Наутро проснулся он с привкусом кислого молока во рту, что сразу напомнило ему о застолье ильхана. Снаружи еще клубилась желтовато-серая дымка, предвещающая рассвет, однако лагерь был уже на ногах - не иначе снимаются татары с места. Юрты как по волшебству исчезали в маленьких мешках: сперва войлочное покрытие сворачивалось в тугую скатку, затем складывался плетеный каркас. Ивана никто не потревожил в эту ночь - ни владелец юрты, ни стража, ни сны, ни даже расслышанный сквозь дрему топот копыт: он лишь приподнял голову, убедился, что вставать еще не пора, и снова заснул.
А конь-то, видно, недаром прискакал, от его топота и пошла в лагере суматоха. Первые отряды уже тянулись на восток - десятками, по татарскому обычаю. Увидал Иван упряжку в две дюжины быков, верно, для того, чтобы тащить юрту на колесах, и начал одеваться с той поспешностью, какую могли позволить занемевшие суставы и шум в голове.
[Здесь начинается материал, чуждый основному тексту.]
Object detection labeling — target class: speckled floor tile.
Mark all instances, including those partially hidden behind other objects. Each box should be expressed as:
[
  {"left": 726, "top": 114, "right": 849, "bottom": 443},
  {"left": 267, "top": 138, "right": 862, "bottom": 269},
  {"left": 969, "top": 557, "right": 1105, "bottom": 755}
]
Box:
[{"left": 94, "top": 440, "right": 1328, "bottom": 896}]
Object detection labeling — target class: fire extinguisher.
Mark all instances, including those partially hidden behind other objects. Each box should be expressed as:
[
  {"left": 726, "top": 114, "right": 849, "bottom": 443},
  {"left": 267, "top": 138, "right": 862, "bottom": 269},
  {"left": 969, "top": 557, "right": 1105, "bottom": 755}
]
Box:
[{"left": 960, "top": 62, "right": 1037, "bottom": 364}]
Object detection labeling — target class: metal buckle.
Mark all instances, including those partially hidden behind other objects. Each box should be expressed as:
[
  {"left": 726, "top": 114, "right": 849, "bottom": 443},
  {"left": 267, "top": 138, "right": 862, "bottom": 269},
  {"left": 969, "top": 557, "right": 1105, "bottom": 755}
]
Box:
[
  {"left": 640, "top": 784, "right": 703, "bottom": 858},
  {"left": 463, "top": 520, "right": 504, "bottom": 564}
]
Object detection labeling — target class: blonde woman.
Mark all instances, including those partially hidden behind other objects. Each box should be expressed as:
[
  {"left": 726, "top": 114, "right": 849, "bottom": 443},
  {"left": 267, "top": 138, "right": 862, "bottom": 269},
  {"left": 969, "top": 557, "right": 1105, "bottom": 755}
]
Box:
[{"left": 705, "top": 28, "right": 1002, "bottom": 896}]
Кафтан его был изрезан в клочья либо самим ильханом, либо по его наущенью, а на груде лохмотьев лежал новый, из алого бархата, с опушкою из черно-бурой лисицы, расшитый толстой, но мягкой на ощупь золотою нитью.
В новом облачении выскочил Иван из юрты, как раз когда быки стронули ее с места, и принялся с любопытством наблюдать за неуклюжими движеньями. Да так засмотрелся, что не заметил, как подвели ему коня.
Подвел тот самый десятник-багатур, что захватил его вчера в полон. Плоское лицо ничего не выражало, но в глазах-щелках горела ненависть: мало того, что отпускают пленника без выкупа, хоть бы проклятьем наградили в дорогу! Иван попросту улыбнулся, когда тот швырнул ему поводья.
- Как на Хорлов приду,- не отказал себе татарин в удовольствии напутствовать Ивана,- сам тебя на кол посажу.- Развернул коня и умчался, вздымая пыль.
Но более никто в лагере татар не удостоил его и взглядом. Мангую Темира что-то не видать. Небось уже скачет по степи да молит своего бога, чтоб конский галоп отдавался потише в отяжелевшей голове.
Иван-царевич стоял и глядел до тех пор, пока не разобрали все юрты и последний отряд всадников не устремился навстречу восходу. Затем трижды перекрестился и прочел благодарственную молитву по случаю счастливого избавленья. Стреножив Бурку, дабы не ускакал без седока, порылся Иван в седельном мешке, нашел скатку с постелью и завалился спать на смятой траве.